Javier was silent. I could hear him flipping pages. And it quickly dawned on me that insurance company inquisitors are like sharks, and hesitation is like a drop of blood in the water — they smell it from miles away, and move in for the kill.

Javier then asked, “Do you do any mountain climbing?”

That startled me. When he mentioned extreme sports, I didn’t think that an insurance company would have mountaineering on its radar. It’s not as if tons of people have an ice ax in their closet. And now I was in a tight spot. Should I lie and deny the fact that I had, in fact, climbed a few mountains? No, probably not. Prior to the questioning, I’d pledged that I would answer truthfully or face some awful consequence that Javier had rattled off really quickly — did he say “litigation” or “death by ravenous wild pigs?” Hey, this was an insurance company. It could have been either.

“Yeah, I’ve done some mountaineering,” I said. Then, hoping to steer him away, I added, “But it’s been a while, and I don’t know if I’ll do it again.”

No luck.

“What is the highest altitude you have been to?” he asked in complete monotone, as if he were reading the line from a script.

Wait a minute. Insurance companies want to know what altitude you’ve been to? The question struck me as so odd that I couldn’t even come up with a lie.

“14,411 feet,” I said. A modest height by my measure. Surely, that was OK. It’s not like I’d climbed K2.

“Hmmm….” Javier didn’t dig my answer.

I knew I had botched it. I should have said that the most extreme thing I do is walk to the mailbox, and I do that in fact very very slowly and, of course, never when it’s raining or cold outside.

Javier put me on hold so that he could consult a supervisor. I listened to Barry Manilow for a few minutes (another cruel cut by the insurance company), and Javier came back on the line and asked if he could call me back. Crap. It was worse than I thought. I just knew they were consulting the official Humana One Chart of Acceptable Altitudes and calculating that I was too big a risk.

Two days later, Javier called me back, and said he had good news and bad news. The good news was that I had been approved. However, there would be a stipulation in my policy. I would not be covered if I were injured while climbing mountains.

“Well, that sucks.”

I actually said that. Out loud. And went on a rant about how it doesn’t make any sense that I would be punished for liking the outdoors, when that’s exactly what makes me a relatively healthy person.

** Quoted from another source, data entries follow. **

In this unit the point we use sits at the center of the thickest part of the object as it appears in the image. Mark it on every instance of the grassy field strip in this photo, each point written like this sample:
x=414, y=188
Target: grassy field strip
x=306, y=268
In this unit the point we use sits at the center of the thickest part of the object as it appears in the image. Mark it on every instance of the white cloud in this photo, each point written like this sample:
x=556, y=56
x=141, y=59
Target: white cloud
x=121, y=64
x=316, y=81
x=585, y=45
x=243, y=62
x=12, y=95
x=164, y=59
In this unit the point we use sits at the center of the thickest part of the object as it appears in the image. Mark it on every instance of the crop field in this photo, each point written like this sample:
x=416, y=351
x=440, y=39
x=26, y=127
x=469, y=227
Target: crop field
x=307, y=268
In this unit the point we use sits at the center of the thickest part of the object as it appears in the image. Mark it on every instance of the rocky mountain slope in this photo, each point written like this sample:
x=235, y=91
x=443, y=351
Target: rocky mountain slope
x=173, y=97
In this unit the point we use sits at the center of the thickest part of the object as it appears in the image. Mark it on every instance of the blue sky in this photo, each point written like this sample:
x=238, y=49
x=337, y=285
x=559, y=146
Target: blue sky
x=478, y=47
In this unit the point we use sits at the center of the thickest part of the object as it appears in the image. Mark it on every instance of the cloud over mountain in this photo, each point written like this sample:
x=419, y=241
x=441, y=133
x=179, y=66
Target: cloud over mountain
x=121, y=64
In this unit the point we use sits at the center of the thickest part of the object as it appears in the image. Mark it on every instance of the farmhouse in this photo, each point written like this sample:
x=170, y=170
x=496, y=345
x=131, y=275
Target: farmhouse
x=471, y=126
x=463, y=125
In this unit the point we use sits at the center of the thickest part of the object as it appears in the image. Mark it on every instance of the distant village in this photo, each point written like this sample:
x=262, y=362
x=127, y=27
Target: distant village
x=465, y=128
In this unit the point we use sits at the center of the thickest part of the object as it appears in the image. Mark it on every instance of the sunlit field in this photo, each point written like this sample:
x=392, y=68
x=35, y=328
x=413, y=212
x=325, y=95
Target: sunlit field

But it didn’t do any good. I just got a few words of sympathy from Javier, who then said I would have 30 days to review the policy that was being emailed to me.

For the next couple of days, I weighed my options. If I took the deal, I might one day trip while on a mountain trail, hit my head on a rock and suffer a massive head injury, and an even more massive hospital bill — you just know the insurance company would determine that even hiking on a trail in the Smoky Mountains was considered mountain climbing. Or maybe I could just take the offer and live out the rest of my life at low altitudes — on asphalt where the odds of me being struck by a car or hit over the head by a thug are far greater than me getting an owie in the mountains.

I was thinking I’d screwed up, and determined that the next time I called an insurance company I’d play it right — I’d lie my pants off. Extreme sports? Oh, no, not me. Never even heard of it.

But, perhaps because of the new healthcare bill, there is hope after all. I just got a call from the insurance company — the representative said it was stripping out of my policy the stipulation I would not be covered if I climbed mountains. Maybe Humana just decided it was healthier for it to let people like me actually get outdoors once in a while. Might cut down on that whole obesity thing, you know? Either way, truth won out in the end.

Should I tell them I just twisted an ankle stepping off the curb on the way to my mailbox? Nah…think I’ll just keep that risky activity to myself.